Marketing lessons from the November 2010 election

Now that the dust has settled and emotions have died down a bit, it's time to take an objective look at some of the more high profile campaigns and see what we can learn from a marketing perspective. This is not about the issues, but rather about the tactics and strategies. What worked? What backfired?

Meg Whitman in California and Christine O'Donnell in Delaware both made similar strategic blunders. You may be able to list off a few, but I think the main mistake was taking a victim stance. Whitman had the housekeeper thing and the "whore" comment to deal with and O'Donnell was facing a vote of no-confidence from leaders of her own party. I don't think voters were moved so much by the substance of any of it as by their demeanor in responding to it. Both took a kind of "tell them to stop picking on me" stance. The lesson? You wont be perceived as a leader if you're busy playing the victim. Voters want leaders, especially in tough times. It may be cliche, but it's still true: The best defense is a good offense.

Sharon Angle started dropping in the polls when she started running some anti-illegal immigration ads that depicted illegals as violent and dangerous. While most of the country wants much stronger border enforcement and even stricter enforcement against illegals already here, I don't think they blame Raul for not wanting to spend another day in Mexico. She could easily have run ads that were anti-illegal immigration without seeming to attack the character of the illegal immigrant. The marketing take-away? It's okay to attack your competitor's product, or even your competitor, but don't insult your competitor's customers in the process.

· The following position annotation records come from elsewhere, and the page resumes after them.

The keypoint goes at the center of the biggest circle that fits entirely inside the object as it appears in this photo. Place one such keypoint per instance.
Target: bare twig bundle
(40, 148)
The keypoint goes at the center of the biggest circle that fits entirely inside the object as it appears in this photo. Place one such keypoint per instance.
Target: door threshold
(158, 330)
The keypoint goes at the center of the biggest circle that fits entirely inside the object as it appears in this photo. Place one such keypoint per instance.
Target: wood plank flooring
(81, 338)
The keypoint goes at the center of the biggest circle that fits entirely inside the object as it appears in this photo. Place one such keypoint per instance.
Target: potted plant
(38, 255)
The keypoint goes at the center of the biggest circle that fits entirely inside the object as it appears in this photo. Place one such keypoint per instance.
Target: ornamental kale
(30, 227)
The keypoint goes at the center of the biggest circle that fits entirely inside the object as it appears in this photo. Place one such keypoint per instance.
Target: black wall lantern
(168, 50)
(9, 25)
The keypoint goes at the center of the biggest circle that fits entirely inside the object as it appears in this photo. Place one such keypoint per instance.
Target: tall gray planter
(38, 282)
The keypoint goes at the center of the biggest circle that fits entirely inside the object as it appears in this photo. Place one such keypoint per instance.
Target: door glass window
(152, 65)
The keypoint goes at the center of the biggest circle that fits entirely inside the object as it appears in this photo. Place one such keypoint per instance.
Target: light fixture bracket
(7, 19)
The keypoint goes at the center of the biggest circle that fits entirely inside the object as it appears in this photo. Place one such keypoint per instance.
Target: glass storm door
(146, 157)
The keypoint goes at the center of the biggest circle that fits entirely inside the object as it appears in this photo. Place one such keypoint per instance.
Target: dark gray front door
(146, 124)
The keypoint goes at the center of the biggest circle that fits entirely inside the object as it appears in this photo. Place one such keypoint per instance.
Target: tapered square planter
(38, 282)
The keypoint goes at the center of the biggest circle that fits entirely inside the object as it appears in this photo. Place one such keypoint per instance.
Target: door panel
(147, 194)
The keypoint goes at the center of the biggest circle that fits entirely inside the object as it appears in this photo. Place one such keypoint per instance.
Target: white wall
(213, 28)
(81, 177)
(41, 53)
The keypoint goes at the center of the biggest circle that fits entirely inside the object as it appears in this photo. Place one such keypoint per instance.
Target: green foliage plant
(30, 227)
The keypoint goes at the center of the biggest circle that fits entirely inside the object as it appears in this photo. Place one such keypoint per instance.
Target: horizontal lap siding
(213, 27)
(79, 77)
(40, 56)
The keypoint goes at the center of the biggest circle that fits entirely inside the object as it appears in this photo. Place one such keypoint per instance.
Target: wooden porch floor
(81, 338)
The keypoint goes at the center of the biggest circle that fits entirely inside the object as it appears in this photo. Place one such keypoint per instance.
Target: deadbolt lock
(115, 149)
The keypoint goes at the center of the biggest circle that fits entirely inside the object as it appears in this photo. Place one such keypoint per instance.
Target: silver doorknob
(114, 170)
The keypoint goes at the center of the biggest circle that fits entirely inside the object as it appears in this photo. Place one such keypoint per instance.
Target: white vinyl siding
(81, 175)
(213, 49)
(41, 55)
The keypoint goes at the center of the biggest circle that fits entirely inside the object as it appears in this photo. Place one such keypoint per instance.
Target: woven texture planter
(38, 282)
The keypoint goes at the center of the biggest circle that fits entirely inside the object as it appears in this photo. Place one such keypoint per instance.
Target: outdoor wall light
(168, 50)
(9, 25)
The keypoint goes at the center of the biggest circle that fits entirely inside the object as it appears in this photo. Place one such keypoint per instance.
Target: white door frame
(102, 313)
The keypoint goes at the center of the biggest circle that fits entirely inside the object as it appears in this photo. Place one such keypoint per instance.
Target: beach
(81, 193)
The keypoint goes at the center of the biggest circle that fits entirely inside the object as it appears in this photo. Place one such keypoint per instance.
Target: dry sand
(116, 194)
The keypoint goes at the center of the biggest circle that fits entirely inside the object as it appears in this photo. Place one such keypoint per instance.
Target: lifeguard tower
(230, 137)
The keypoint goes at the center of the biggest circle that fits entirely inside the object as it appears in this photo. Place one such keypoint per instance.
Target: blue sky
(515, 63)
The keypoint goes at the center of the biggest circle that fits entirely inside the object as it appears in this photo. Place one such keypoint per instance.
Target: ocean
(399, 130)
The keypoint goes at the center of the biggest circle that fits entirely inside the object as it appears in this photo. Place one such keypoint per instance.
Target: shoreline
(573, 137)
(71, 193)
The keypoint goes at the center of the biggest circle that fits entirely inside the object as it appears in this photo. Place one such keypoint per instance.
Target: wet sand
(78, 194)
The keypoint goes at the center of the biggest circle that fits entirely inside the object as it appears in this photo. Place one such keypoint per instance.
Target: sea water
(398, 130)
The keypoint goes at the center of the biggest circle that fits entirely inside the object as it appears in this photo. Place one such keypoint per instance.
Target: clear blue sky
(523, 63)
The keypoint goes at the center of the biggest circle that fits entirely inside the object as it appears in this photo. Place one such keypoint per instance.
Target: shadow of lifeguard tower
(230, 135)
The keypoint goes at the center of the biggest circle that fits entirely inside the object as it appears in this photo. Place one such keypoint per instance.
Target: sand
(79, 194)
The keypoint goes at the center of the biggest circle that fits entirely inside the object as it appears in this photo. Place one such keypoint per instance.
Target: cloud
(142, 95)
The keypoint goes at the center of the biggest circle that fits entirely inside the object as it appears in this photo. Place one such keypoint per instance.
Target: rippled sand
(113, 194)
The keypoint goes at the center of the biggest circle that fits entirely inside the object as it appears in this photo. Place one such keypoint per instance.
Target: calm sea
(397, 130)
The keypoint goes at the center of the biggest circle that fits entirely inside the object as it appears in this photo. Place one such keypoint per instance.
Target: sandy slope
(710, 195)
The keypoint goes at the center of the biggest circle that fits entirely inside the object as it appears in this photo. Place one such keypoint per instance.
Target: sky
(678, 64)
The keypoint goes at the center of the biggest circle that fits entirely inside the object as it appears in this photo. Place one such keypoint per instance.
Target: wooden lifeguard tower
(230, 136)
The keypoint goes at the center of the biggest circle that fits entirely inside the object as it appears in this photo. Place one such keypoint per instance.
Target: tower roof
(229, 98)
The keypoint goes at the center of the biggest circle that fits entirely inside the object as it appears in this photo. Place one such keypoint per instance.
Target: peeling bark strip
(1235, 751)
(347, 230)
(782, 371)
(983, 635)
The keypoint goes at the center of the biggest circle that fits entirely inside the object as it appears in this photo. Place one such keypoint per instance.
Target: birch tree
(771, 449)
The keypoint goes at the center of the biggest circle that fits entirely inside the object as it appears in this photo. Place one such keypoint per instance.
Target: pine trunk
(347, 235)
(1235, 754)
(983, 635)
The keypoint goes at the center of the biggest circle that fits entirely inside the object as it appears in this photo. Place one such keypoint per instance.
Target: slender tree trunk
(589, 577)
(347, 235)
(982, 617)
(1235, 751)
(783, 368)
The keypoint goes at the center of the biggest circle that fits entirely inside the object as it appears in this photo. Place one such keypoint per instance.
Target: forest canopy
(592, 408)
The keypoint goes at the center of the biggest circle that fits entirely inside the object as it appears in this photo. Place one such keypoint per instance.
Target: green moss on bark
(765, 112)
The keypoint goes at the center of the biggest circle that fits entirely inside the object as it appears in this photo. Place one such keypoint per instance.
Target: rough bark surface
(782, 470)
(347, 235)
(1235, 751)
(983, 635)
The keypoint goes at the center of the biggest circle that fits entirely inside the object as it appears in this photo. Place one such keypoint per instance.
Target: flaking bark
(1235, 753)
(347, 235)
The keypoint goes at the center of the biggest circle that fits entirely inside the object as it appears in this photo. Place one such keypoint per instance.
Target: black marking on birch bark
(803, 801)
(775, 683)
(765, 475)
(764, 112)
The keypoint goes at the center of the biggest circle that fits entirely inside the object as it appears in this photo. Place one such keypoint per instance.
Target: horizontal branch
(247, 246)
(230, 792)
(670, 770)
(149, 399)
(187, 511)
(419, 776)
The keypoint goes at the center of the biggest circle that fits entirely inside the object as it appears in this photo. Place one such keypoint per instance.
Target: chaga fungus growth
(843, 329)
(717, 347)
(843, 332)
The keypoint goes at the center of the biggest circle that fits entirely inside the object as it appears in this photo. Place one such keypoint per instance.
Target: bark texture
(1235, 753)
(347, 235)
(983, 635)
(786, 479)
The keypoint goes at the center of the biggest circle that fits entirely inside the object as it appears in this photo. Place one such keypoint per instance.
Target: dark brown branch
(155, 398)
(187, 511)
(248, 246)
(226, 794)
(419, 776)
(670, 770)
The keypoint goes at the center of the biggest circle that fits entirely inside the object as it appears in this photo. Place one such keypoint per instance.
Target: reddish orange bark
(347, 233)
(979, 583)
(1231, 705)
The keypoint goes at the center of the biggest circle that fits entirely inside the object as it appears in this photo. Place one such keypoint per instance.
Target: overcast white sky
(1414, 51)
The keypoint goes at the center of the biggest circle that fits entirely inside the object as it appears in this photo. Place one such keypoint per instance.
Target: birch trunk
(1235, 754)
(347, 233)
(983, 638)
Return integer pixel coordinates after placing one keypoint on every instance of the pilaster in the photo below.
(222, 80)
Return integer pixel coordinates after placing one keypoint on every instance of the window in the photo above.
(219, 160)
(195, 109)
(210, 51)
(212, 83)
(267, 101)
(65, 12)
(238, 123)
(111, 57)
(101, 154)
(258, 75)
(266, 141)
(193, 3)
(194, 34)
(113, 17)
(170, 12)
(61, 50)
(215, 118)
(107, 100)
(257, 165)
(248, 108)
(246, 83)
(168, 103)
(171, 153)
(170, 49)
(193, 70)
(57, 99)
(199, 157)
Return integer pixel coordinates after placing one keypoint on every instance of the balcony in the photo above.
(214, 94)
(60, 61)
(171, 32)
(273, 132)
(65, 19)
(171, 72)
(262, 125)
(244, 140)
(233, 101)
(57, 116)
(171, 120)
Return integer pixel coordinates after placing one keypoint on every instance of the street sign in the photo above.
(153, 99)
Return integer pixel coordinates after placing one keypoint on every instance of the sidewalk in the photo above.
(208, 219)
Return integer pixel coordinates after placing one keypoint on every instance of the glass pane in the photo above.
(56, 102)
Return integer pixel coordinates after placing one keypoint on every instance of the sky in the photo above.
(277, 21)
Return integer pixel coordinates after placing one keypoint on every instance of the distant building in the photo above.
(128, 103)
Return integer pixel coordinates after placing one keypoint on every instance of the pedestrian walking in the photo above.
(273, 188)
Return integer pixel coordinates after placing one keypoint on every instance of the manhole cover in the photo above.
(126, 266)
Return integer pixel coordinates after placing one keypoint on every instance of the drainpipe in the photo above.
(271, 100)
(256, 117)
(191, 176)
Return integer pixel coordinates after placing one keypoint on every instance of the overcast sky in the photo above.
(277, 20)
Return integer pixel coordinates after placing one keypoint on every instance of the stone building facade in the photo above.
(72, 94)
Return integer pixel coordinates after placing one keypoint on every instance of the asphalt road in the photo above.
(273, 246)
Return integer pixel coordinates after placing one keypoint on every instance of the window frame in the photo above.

Jack Conway tried to raise "reasonable doubt" about Rand Paul by bringing up some alleged going's on from 20+ years earlier and it cost him dearly. He might have done okay if he had stopped at "mocked the Bible", but when he went into "why did he tie a woman up and..." it became clear to any listener over the age of 25 that he was referring to a fraternity house hazing type of situation. Instead of raising doubts about his opponent, he made himself look silly and desperate. The race was never close after that. The lesson? Planting a seed of doubt can be effective. Burying it 10 feet underground will just wear you out.

These are just a few of the free educational case studies that play out every election season. Even if you aren't an activist or a party hack, political campaigns can be worth paying attention to. After all they are aimed at influencing a single decision at a single point in time that only comes around every two years or less. What a challenge!